Other immediate extensions of this proposal include evaluating the model on real-world instances. In this context, publicly available benchmarks derived from historical data—such as TSPLib [
46] or CVRPLib [
47]—provide valuable resources for standardized testing. Alternatively, constructing a custom dataset tailored to a specific operational context would allow direct assessment of the model’s impact on real transportation system performance. Furthermore, the stochastic components used in instance generation can be refined by aligning their distributions with empirical studies focused on dataset design. Fachini et al. [
22] offer a dataset based on several previous contributions, combining them effectively.
Summarizing, the results demonstrate that the POMO-DC algorithm can effectively address stochastic variants of the VRP—a significant advancement given the strong inductive biases embedded in its design. In particular, the integration of a richer context within the decoding process provides a simple and adaptable mechanism for incorporating dynamic aspects of the environment. This design enables the model to track cumulative metrics such as travel time and delays, which can be directly leveraged in the reward function.
6. Conclusions
This work addresses the SCVRPSTD. The formulation is solved using an attention-based DL model trained through RL. The proposed model, POMO-DC, is a novel extension of the POMO approach, which integrates a dynamic context mechanism to capture travel times and delivery delays.

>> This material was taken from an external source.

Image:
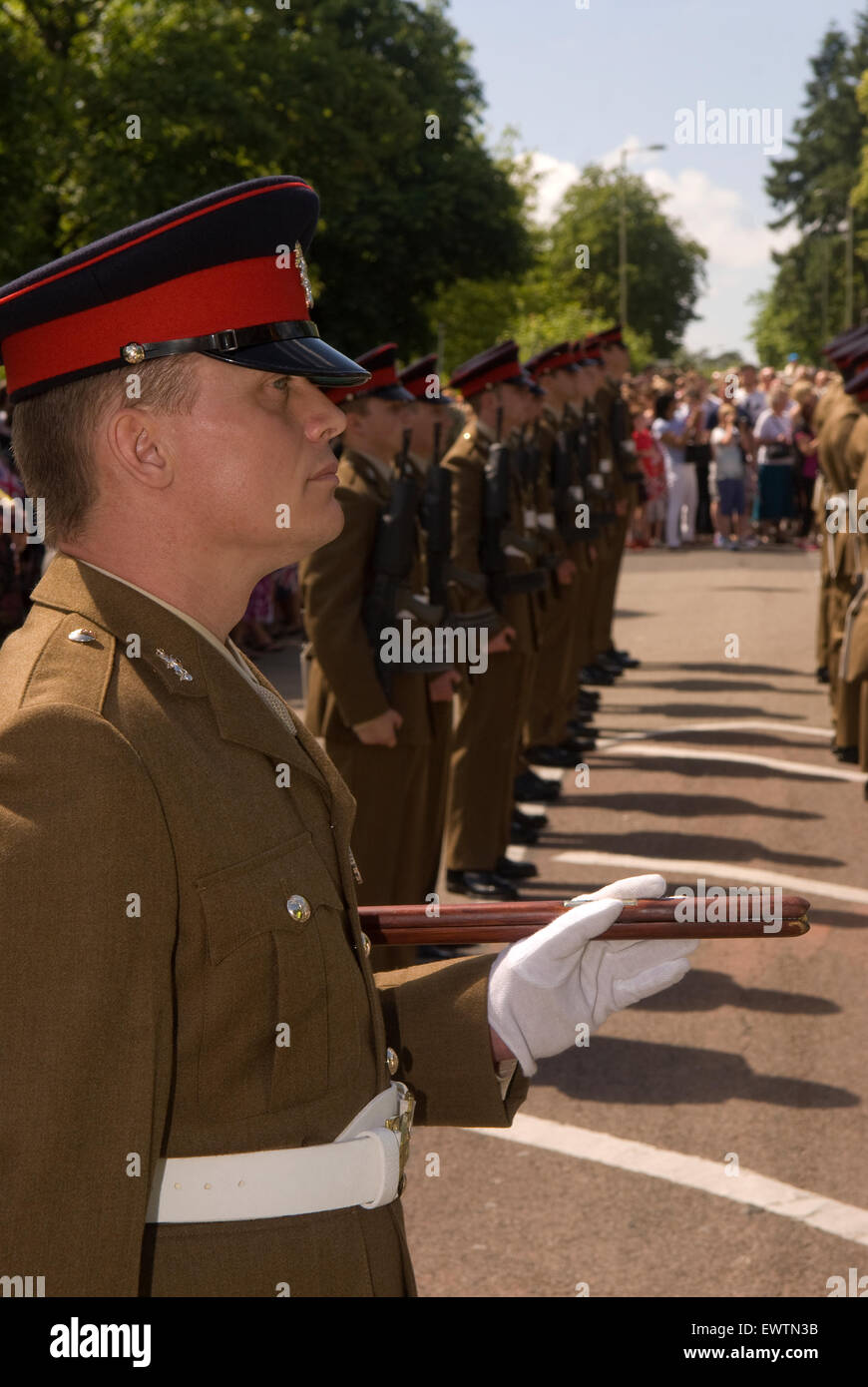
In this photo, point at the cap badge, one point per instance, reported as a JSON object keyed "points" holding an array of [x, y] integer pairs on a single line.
{"points": [[301, 265], [175, 666]]}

By enriching the state representation and modifying the transition and reward dynamics, the model effectively handles uncertainty and enforces time constraints in a stochastic environment.

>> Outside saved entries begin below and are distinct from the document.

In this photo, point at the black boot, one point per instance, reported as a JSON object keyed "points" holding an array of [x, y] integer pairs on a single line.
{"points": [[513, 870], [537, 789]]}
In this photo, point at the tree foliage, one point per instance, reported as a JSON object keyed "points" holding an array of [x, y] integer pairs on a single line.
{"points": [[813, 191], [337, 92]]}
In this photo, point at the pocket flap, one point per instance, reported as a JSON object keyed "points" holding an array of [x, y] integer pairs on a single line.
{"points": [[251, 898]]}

Empirical results show that POMO-DC achieves competitive travel times while significantly outperforming classical metaheuristics in delay management. This demonstrates the potential of DRL models to balance efficiency and schedule adherence in complex routing scenarios. Nevertheless, the high delay values observed in large single-vehicle instances highlight the need for multi-vehicle coordination. The study also suggests that simpler reward formulations can yield more stable learning in stochastic VRP settings, though systematic experimentation is required to validate this hypothesis.
Several directions emerge for future research. First, incorporating multi-vehicle coordination within the training framework would address the limitations of single-vehicle assumptions and improve real-world applicability. Second, exploring additional operational constraints—such as energy use, duration limits, or pickup-and-delivery—could broaden the scope of the proposed model. Third, systematic studies on reward design are needed to assess its role in stability and generalization across VRP variants. Finally, standardized cross-model evaluations and testing on real-world or empirically grounded datasets would enhance comparability, reproducibility, and practical impact.